Business bosses should be able to go "over the heads" of bank managers, according to the Labour peer, who said a recent easing of lending policies was not satisfactory.
Lord Mandelson will be a keynote speaker at the Federation of Small Businesses annual conference in Aberdeen today, along with shadow chancellor George Osborne.
He told BBC Radio Scotland today: "Banks have eased the constraints they’ve been operating in their lending to small businesses, but I’m not satisfied with that - I think they have to go further.
"I know it’s difficult for the banks because on the one hand they’re being told to repair their balance sheets, and next they’re being asked to increase their lending.

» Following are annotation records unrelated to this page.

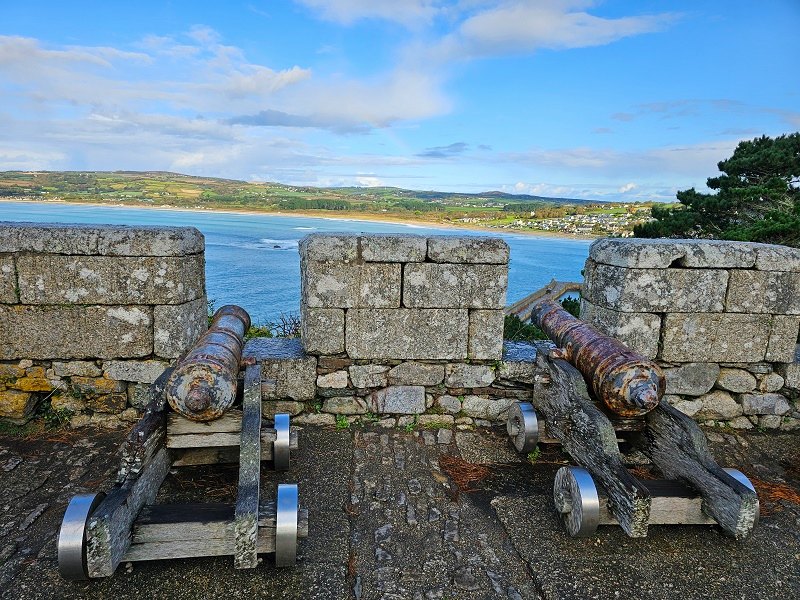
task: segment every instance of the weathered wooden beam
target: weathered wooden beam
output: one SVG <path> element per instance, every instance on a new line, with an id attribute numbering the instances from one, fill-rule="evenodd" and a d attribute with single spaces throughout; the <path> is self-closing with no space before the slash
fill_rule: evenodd
<path id="1" fill-rule="evenodd" d="M 239 491 L 234 516 L 234 567 L 258 565 L 258 509 L 261 484 L 261 365 L 244 374 L 242 432 L 239 445 Z"/>
<path id="2" fill-rule="evenodd" d="M 277 437 L 278 436 L 275 433 L 275 430 L 272 428 L 261 430 L 261 444 L 269 446 L 270 457 L 272 456 L 272 444 L 275 442 Z M 172 436 L 168 434 L 166 438 L 166 447 L 175 449 L 217 447 L 238 448 L 240 441 L 241 436 L 238 433 L 190 433 Z M 292 429 L 292 431 L 289 433 L 289 448 L 291 450 L 297 450 L 297 444 L 297 430 Z"/>
<path id="3" fill-rule="evenodd" d="M 679 479 L 703 497 L 703 510 L 727 533 L 743 539 L 758 519 L 758 497 L 722 469 L 708 450 L 706 436 L 690 417 L 661 401 L 647 415 L 642 451 L 670 479 Z"/>
<path id="4" fill-rule="evenodd" d="M 261 460 L 272 460 L 272 442 L 275 435 L 269 430 L 261 432 Z M 289 448 L 297 450 L 297 431 L 289 436 Z M 199 465 L 223 465 L 239 462 L 239 446 L 216 446 L 208 448 L 174 448 L 170 450 L 173 467 L 195 467 Z"/>
<path id="5" fill-rule="evenodd" d="M 172 368 L 166 369 L 147 390 L 150 400 L 144 414 L 122 444 L 122 460 L 117 472 L 117 483 L 123 483 L 130 477 L 137 477 L 143 465 L 164 446 L 166 429 L 164 389 L 171 373 Z"/>
<path id="6" fill-rule="evenodd" d="M 259 507 L 257 550 L 275 551 L 275 502 Z M 235 507 L 232 504 L 165 504 L 142 509 L 133 525 L 123 560 L 233 556 Z M 308 537 L 308 510 L 298 514 L 298 536 Z"/>
<path id="7" fill-rule="evenodd" d="M 155 501 L 169 471 L 169 454 L 161 448 L 138 476 L 112 489 L 89 518 L 86 563 L 89 577 L 114 574 L 131 544 L 131 527 L 145 504 Z"/>
<path id="8" fill-rule="evenodd" d="M 547 421 L 547 433 L 605 488 L 608 505 L 625 533 L 645 537 L 650 492 L 622 463 L 614 427 L 589 398 L 580 372 L 545 353 L 539 353 L 536 365 L 547 377 L 534 385 L 532 402 Z"/>
<path id="9" fill-rule="evenodd" d="M 714 525 L 716 521 L 703 512 L 703 498 L 694 490 L 677 481 L 645 479 L 642 483 L 650 490 L 649 525 Z M 600 525 L 618 525 L 608 508 L 605 490 L 600 495 Z"/>

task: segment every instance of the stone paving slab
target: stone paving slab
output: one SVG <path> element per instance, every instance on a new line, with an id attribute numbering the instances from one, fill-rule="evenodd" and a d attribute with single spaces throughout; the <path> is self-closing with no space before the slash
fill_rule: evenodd
<path id="1" fill-rule="evenodd" d="M 449 434 L 449 435 L 447 435 Z M 296 481 L 310 511 L 298 565 L 252 571 L 230 557 L 121 565 L 109 578 L 63 581 L 56 535 L 69 498 L 107 490 L 123 431 L 0 436 L 0 598 L 302 598 L 304 600 L 793 598 L 800 596 L 800 507 L 769 501 L 752 539 L 713 527 L 653 527 L 646 539 L 601 527 L 575 540 L 552 503 L 567 458 L 544 446 L 530 464 L 500 430 L 337 431 L 306 427 L 287 473 L 265 470 L 262 490 Z M 796 434 L 710 434 L 724 466 L 800 490 Z M 490 474 L 459 490 L 440 459 L 483 463 Z M 204 494 L 230 501 L 235 467 L 167 478 L 160 500 Z"/>

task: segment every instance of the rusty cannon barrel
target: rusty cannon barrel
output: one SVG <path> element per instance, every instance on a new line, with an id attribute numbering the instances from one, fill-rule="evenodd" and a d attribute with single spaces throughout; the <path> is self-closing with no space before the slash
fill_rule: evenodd
<path id="1" fill-rule="evenodd" d="M 621 342 L 576 319 L 552 300 L 538 303 L 531 319 L 591 383 L 595 396 L 623 417 L 653 410 L 664 395 L 664 371 Z"/>
<path id="2" fill-rule="evenodd" d="M 250 315 L 238 306 L 223 306 L 167 380 L 167 402 L 193 421 L 222 416 L 236 399 L 236 380 Z"/>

"They would see this lending as being more risky during a recession.
"Well, we’re now into recovery and what I’m concerned about - and I’ve discussed this with the banks - is that as the demand for lending picks up, as the recovery strengthens, they at the same time must respond to that and increase their supply of lending."
The lending constraints have caused anger because much of the banking sector was rescued by multibillion-pound Government bail-outs during the financial crisis two years ago. The state owns 84% of Royal Bank of Scotland and 43.5% of Lloyds.
Lord Mandelson said he was aware of many cases where small businesses feel they are being "unfairly treated".
He added: "What I want to do is raise that with the banks and find a better means of doing so to enable small businesses, in a sense, to appeal over the heads of their local managers and area directors, go to a central point in the banks and say ’Look I’ve been a long-standing customer of yours and I don’t expected to be treated in this way’.
"We’ve got to be, I think, much tougher on that."